Some events from the past can be inconvenient to those who would rather they had not happened that way. There is always the option of merely ignoring historical reality, but increasingly in vogue with some is the selective re-telling of what had been accepted for so long as fact, safe in the knowledge that those who lived through those times are safely out of the way.
Thus the approach of occasional Tory and MEP Daniel Hannan, with the added zest of abuse, as he stresses that those of contrary view have not been properly educated. Dan’s chosen period for revision is the years following the Great Crash of October 1929, where he trots out the lame idea that Franklin Roosevelt somehow prevented economic recovery in the USA.

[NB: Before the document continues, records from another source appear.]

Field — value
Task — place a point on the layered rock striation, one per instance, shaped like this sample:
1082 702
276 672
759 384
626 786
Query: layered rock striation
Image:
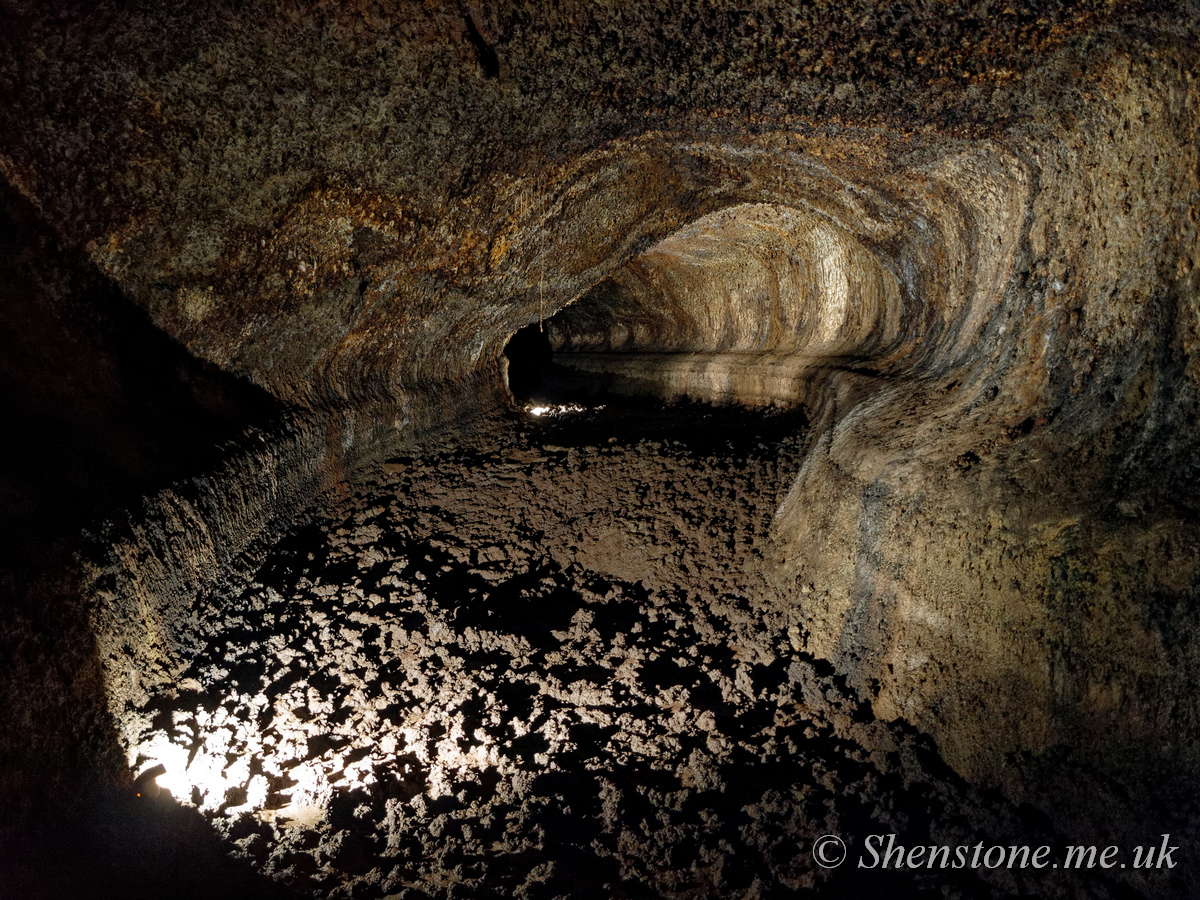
965 244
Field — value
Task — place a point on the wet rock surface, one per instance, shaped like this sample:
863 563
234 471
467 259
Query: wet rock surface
550 665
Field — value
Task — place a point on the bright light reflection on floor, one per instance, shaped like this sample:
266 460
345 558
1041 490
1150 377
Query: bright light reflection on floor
562 409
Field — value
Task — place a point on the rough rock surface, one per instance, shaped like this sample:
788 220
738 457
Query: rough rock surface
247 252
433 691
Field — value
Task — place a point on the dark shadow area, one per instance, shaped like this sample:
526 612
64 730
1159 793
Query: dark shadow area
97 406
537 378
118 845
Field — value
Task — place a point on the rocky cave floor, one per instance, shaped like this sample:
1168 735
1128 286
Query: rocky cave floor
547 663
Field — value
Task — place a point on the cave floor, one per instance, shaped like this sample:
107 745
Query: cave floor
549 663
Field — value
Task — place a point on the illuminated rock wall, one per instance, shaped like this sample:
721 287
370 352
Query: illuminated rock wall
967 245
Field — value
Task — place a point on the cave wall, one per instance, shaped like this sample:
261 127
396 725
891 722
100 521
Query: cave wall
973 238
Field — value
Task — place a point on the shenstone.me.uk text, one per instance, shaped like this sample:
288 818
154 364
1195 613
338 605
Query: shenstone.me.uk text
881 851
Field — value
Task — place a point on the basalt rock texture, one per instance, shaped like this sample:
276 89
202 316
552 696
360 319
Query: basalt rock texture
250 253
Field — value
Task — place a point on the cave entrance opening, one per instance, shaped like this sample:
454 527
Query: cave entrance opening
535 379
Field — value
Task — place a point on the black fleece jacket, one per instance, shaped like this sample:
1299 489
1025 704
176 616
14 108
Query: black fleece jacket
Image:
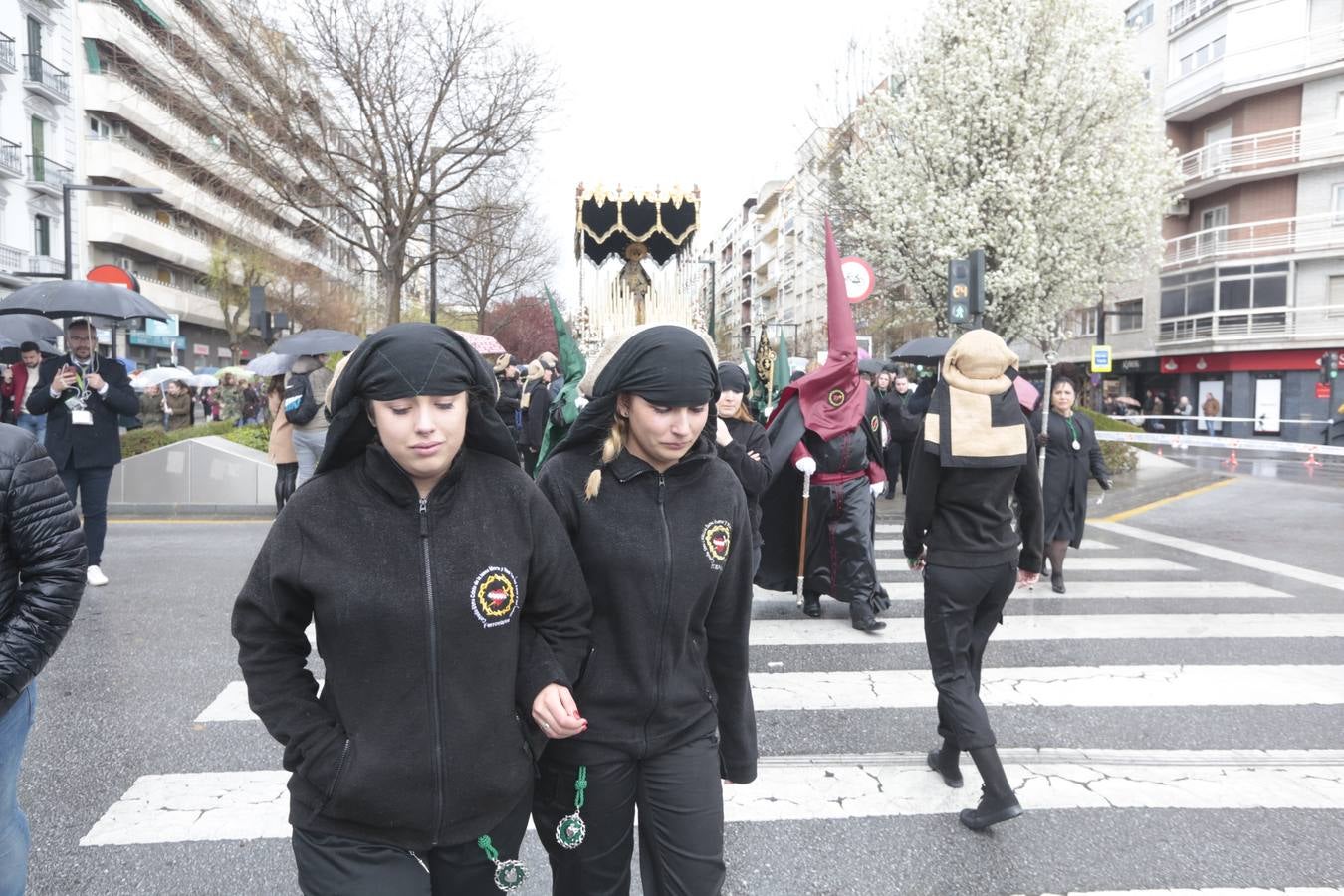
961 515
438 621
668 561
755 476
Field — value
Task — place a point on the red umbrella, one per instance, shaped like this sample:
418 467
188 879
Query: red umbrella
1027 394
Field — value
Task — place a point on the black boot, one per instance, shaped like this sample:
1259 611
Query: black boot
998 800
810 604
945 764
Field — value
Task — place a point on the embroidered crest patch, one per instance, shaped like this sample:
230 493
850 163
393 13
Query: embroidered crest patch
717 539
495 596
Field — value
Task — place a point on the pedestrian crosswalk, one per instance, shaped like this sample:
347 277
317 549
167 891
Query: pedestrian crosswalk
1074 657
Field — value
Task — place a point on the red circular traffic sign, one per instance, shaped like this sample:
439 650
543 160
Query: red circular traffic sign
857 278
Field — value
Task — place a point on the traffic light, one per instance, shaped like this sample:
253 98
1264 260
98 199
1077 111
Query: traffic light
1329 365
959 291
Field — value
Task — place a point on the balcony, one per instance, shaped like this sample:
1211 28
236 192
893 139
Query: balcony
1305 234
1252 66
1258 156
11 158
1186 11
45 80
1251 324
7 58
47 176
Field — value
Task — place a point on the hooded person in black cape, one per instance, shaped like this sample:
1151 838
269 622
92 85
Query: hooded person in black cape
446 644
829 421
663 533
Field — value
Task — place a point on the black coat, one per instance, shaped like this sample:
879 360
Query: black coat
438 621
755 476
85 446
1067 470
42 561
668 563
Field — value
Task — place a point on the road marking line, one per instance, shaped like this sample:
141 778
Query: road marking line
1075 564
1089 591
1172 499
250 804
1167 685
1226 555
802 631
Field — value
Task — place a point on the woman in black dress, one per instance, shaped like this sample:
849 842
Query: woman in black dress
744 446
1071 456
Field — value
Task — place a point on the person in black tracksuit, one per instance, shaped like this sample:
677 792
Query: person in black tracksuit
452 621
903 426
975 453
661 530
742 445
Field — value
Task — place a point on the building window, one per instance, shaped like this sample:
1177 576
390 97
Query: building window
1335 297
41 235
1140 15
1128 316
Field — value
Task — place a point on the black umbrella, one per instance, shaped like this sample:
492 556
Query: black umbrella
27 328
928 349
870 365
80 297
10 352
318 341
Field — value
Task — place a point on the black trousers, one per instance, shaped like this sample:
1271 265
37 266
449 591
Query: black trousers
680 800
961 610
92 484
331 865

This comes after the gaping omission of what happened in the aftermath of the Crash: Herbert Hoover and his administration effectively did nothing. A budget surplus was run. No intervention was made. And the economy continued to decline. By the time Roosevelt became President, unemployment was at around 25%. No intervention led to no recovery.
Hannan does get one thing right when he tells of the loosening of monetary policy by the Federal Reserve in the late 1920s, but fails to reveal the full picture: this was at the urging mainly of the British, following Churchill’s disastrous return to the gold standard in 1925 which had effectively increased the price of many UK exports by 10% and therefore hobbled the economy.
He also skips over the devaluation of Sterling by exiting from the gold standard – by around 17% - which helped those export industries, although much trade had already been lost for good. Even then, the UK economy did not return to significant growth for three more years, and most of that growth was in the South East. Dan can sneer at the Jarrow marchers, but that was reality on Tyneside in 1936.
And the idea that Roosevelt held back recovery is bunk: the assumptions underpinning the study he references include growth rates which border on the heroic. The reality is that the US economy recovered steadily, until the clamour for a balanced budget – with Dan’s favoured cuts – induced a slump in 1937, which in turn affected the UK economy the following year.
All of this is well enough known for Hannan’s frequent riffing on this theme to be easily dismantled. But he keeps on telling his selective history, whingeing about those “half educated graduates who predominate the world’s legislatures and television editorial conferences”, while the reality – that they are in step and it is he who is not – passes him by.
As such, his repeat hatchet job on Keynes fails. No change there, then.